Structure-Based Mechanistic Insights into ColB1, a Flavoprotein Functioning in-trans in the 2,2'-Bipyridine Assembly Line for Cysteine Dehydrogenation.

Abstract

The recruitment of trans-acting enzymes by nonribosomal peptide synthetase (NRPS) assembly line is rarely reported. ColB1 is a flavin-dependent dehydrogenase that is recruited by an NRPS terminal condensation domain (Ct domain) and catalyzes peptidyl carrier protein (PCP)-tethered cysteine dehydrogenation in collismycin biosynthesis. We here report the crystal structure of ColB1 complexed with FAD and reveal a typical structural fold of acyl-CoA dehydrogenases (ACADs).
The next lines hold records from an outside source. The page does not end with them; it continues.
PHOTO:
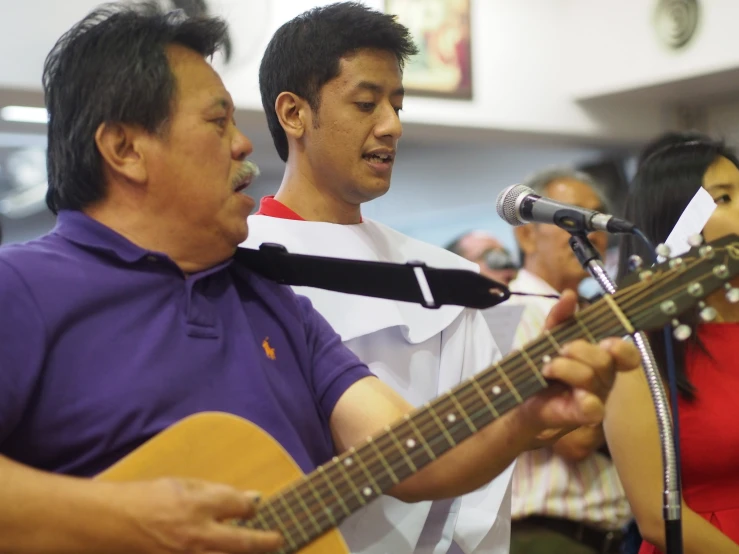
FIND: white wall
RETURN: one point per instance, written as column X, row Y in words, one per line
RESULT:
column 519, row 50
column 437, row 193
column 613, row 46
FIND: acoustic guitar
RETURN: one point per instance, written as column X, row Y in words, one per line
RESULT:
column 306, row 509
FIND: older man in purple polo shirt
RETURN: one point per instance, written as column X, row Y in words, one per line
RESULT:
column 130, row 315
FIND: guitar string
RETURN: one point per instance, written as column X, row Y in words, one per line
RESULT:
column 323, row 526
column 436, row 426
column 630, row 297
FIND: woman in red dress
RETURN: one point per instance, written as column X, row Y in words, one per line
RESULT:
column 670, row 172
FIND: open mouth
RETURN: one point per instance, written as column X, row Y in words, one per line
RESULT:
column 379, row 158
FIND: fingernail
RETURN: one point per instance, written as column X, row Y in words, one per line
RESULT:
column 606, row 344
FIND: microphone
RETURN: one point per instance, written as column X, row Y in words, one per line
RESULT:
column 518, row 205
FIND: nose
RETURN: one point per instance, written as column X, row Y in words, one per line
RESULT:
column 389, row 124
column 241, row 146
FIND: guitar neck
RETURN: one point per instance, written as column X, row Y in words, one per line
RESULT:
column 325, row 497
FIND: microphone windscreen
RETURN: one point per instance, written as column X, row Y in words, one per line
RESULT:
column 506, row 204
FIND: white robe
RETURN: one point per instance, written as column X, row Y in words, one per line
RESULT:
column 420, row 353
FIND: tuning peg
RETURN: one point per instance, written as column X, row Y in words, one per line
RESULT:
column 663, row 250
column 706, row 251
column 695, row 240
column 732, row 293
column 682, row 332
column 635, row 262
column 708, row 314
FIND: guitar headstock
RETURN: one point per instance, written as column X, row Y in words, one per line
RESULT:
column 655, row 296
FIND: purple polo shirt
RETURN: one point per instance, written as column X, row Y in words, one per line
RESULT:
column 104, row 344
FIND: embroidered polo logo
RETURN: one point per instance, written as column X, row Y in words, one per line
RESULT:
column 268, row 350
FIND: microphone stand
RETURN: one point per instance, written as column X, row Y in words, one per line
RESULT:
column 671, row 508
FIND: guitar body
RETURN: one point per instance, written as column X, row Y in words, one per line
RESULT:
column 222, row 448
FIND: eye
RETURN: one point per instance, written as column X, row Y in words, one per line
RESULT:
column 723, row 199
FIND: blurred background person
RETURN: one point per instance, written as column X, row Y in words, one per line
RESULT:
column 486, row 251
column 567, row 498
column 672, row 170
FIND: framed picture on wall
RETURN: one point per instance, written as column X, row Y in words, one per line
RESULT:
column 441, row 30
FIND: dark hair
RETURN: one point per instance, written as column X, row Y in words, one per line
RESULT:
column 539, row 182
column 670, row 172
column 304, row 54
column 112, row 67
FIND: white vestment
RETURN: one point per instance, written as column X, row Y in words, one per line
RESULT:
column 420, row 353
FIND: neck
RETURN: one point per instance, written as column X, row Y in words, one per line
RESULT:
column 152, row 231
column 301, row 191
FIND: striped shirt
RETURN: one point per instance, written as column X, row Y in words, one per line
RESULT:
column 544, row 483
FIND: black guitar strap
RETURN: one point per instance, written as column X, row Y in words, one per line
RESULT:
column 410, row 282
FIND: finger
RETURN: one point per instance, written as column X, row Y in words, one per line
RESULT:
column 594, row 356
column 578, row 375
column 562, row 310
column 224, row 502
column 624, row 353
column 237, row 540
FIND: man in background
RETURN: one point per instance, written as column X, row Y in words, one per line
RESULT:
column 567, row 498
column 493, row 259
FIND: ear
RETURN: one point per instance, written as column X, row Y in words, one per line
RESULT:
column 121, row 147
column 294, row 113
column 525, row 237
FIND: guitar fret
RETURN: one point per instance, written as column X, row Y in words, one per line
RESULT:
column 389, row 470
column 259, row 518
column 481, row 392
column 340, row 464
column 418, row 434
column 625, row 323
column 280, row 526
column 296, row 493
column 535, row 369
column 585, row 328
column 462, row 411
column 343, row 505
column 367, row 473
column 552, row 340
column 326, row 509
column 402, row 451
column 293, row 516
column 508, row 382
column 440, row 425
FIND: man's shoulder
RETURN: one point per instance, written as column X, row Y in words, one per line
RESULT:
column 43, row 255
column 412, row 249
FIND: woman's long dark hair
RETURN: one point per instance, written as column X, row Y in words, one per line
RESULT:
column 670, row 172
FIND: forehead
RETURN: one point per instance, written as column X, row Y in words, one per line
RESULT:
column 721, row 172
column 478, row 243
column 572, row 191
column 196, row 79
column 377, row 66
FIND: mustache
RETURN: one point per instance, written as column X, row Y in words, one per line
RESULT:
column 248, row 170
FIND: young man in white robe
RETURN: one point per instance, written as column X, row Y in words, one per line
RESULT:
column 331, row 85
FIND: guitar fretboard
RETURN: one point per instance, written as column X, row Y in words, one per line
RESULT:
column 325, row 497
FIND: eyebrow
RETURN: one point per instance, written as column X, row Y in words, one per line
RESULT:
column 374, row 87
column 222, row 102
column 720, row 186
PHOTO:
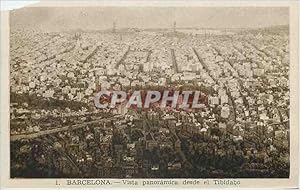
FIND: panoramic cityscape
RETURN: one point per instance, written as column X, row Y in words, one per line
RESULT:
column 239, row 130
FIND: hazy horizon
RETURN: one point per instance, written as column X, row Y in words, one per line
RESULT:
column 101, row 18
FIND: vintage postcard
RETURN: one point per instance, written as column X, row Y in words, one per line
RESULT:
column 150, row 94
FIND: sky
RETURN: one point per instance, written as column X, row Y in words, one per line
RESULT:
column 97, row 18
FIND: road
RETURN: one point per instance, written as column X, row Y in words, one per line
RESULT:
column 56, row 130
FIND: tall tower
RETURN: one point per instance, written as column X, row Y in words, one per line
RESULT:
column 174, row 26
column 114, row 27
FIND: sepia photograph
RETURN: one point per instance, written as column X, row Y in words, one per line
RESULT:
column 150, row 92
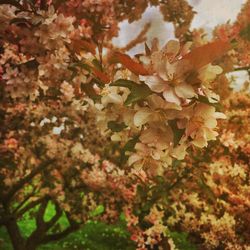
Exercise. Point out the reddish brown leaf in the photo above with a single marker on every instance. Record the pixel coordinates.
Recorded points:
(102, 76)
(207, 53)
(130, 64)
(79, 45)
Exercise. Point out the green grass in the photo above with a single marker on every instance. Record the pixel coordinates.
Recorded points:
(91, 236)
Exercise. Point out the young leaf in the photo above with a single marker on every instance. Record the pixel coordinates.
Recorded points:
(130, 64)
(116, 127)
(245, 33)
(137, 91)
(130, 147)
(100, 75)
(178, 133)
(207, 53)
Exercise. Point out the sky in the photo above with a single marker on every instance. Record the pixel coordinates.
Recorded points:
(209, 14)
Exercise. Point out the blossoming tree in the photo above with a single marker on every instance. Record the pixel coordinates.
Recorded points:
(83, 124)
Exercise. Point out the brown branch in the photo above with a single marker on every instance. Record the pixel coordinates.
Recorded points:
(24, 201)
(57, 236)
(30, 206)
(54, 219)
(139, 39)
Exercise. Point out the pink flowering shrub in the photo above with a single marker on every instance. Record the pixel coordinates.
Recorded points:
(83, 124)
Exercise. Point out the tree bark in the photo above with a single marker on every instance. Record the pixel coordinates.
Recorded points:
(18, 242)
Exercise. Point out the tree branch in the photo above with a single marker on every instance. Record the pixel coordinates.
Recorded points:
(25, 180)
(30, 206)
(247, 68)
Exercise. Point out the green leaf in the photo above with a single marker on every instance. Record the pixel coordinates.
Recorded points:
(99, 210)
(137, 91)
(178, 133)
(130, 147)
(181, 241)
(97, 64)
(116, 127)
(89, 90)
(245, 33)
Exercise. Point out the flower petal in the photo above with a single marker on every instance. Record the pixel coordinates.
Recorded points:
(185, 91)
(142, 116)
(170, 96)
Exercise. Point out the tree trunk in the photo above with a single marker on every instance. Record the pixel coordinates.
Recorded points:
(18, 242)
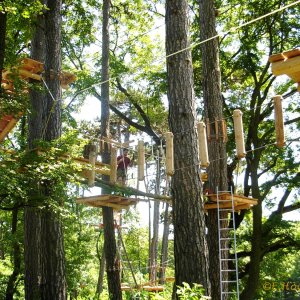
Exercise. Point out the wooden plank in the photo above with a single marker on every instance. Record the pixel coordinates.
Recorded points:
(95, 198)
(150, 288)
(292, 53)
(242, 206)
(227, 196)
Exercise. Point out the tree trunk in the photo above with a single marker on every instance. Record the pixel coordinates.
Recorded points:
(2, 39)
(53, 285)
(32, 217)
(213, 109)
(44, 249)
(154, 240)
(190, 248)
(252, 284)
(11, 285)
(110, 247)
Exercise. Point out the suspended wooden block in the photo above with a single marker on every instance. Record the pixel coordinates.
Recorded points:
(92, 161)
(114, 201)
(224, 131)
(279, 124)
(153, 288)
(208, 129)
(141, 161)
(202, 144)
(113, 165)
(239, 133)
(169, 154)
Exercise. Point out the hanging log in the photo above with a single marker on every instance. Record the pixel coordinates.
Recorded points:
(224, 131)
(141, 161)
(239, 133)
(92, 161)
(208, 129)
(169, 154)
(216, 129)
(202, 144)
(113, 165)
(279, 124)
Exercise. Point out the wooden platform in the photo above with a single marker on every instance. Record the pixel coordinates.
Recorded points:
(225, 201)
(114, 201)
(149, 288)
(287, 63)
(32, 69)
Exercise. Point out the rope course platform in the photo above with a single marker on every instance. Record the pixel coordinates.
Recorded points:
(115, 201)
(225, 201)
(27, 69)
(32, 69)
(148, 288)
(287, 63)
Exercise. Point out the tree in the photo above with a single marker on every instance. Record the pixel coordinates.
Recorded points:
(249, 86)
(190, 248)
(45, 275)
(2, 36)
(110, 247)
(213, 110)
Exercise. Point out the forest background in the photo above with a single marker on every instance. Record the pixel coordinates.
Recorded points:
(138, 89)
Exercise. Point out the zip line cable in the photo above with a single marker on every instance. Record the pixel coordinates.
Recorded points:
(198, 43)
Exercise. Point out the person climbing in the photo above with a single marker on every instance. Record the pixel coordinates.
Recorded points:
(123, 161)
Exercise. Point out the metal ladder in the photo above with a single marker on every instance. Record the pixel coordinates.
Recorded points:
(227, 243)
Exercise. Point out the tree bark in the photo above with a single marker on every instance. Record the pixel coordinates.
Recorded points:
(110, 247)
(2, 39)
(213, 109)
(44, 248)
(32, 216)
(53, 285)
(154, 240)
(252, 283)
(11, 285)
(190, 248)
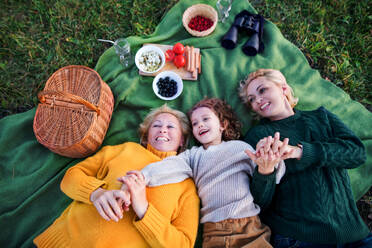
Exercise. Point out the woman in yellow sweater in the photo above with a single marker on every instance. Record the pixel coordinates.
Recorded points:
(96, 218)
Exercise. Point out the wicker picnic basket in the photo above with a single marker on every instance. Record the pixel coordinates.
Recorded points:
(204, 10)
(74, 112)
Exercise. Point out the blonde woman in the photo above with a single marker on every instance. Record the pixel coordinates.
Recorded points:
(313, 205)
(96, 218)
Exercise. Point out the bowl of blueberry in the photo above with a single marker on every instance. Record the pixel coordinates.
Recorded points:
(167, 85)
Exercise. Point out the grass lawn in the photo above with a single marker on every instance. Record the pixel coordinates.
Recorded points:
(39, 37)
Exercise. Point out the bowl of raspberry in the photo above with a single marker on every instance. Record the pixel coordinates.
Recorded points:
(200, 20)
(167, 85)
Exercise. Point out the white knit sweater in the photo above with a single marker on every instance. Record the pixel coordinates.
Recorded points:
(221, 173)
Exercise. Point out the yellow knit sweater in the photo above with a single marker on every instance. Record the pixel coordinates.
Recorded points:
(170, 221)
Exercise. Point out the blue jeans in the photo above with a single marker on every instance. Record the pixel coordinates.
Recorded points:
(286, 242)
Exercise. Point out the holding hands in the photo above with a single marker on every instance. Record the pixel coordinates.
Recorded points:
(134, 183)
(270, 151)
(111, 204)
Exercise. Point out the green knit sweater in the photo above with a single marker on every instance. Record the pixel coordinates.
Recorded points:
(314, 201)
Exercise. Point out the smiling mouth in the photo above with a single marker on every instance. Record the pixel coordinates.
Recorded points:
(264, 106)
(161, 139)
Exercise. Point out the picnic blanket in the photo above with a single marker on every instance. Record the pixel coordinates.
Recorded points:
(30, 174)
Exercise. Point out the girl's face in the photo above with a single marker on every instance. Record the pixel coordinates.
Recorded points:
(165, 133)
(206, 127)
(268, 99)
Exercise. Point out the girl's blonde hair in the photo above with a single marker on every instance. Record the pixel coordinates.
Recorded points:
(272, 75)
(224, 113)
(181, 117)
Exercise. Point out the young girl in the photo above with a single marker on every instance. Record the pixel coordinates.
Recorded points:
(313, 205)
(221, 170)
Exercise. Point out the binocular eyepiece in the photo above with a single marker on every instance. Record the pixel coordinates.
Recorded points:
(251, 24)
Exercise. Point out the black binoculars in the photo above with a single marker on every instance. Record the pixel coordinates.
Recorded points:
(250, 23)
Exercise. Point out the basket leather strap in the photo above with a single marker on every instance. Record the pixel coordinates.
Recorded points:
(70, 96)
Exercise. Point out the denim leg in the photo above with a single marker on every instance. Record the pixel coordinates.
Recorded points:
(286, 242)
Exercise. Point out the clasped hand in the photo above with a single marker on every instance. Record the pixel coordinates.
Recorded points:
(269, 152)
(111, 204)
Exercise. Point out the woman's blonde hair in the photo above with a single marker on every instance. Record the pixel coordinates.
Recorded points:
(181, 117)
(272, 75)
(225, 114)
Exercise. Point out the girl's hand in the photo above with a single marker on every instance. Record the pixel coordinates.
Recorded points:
(270, 152)
(137, 188)
(109, 203)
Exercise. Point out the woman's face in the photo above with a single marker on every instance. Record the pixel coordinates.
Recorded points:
(206, 127)
(268, 99)
(165, 133)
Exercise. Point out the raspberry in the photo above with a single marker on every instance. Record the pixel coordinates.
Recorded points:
(167, 87)
(200, 23)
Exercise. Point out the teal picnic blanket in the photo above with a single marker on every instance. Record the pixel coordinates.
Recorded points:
(30, 174)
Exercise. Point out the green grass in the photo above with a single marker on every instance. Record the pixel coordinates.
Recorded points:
(39, 37)
(335, 37)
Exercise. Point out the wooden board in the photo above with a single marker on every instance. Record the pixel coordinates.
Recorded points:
(169, 66)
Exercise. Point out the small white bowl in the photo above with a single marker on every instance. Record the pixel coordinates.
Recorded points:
(145, 49)
(171, 75)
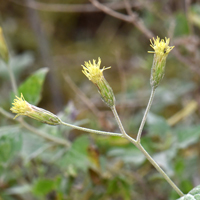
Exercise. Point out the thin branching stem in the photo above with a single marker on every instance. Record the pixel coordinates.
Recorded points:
(140, 147)
(158, 168)
(145, 115)
(121, 126)
(12, 78)
(91, 130)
However, ColB1 shows distinct structural features from ACADs in substrate recognition both at the entrance of and inside the active site. Site-directed mutagenesis and substrate modeling establish a Glu393-mediated catalytic mechanism, by which the cysteine substrate is sandwiched between Glu393 and FAD to facilitate Cα proton abstraction and Cβ hydride migration. A ColB1-PCP-Ct complex model is generated, providing structural basis for the unique recruitment interactions between ColB1 and the associated NRPS. These results add insights into the mechanisms by which trans-acting enzymes function in an assembly line.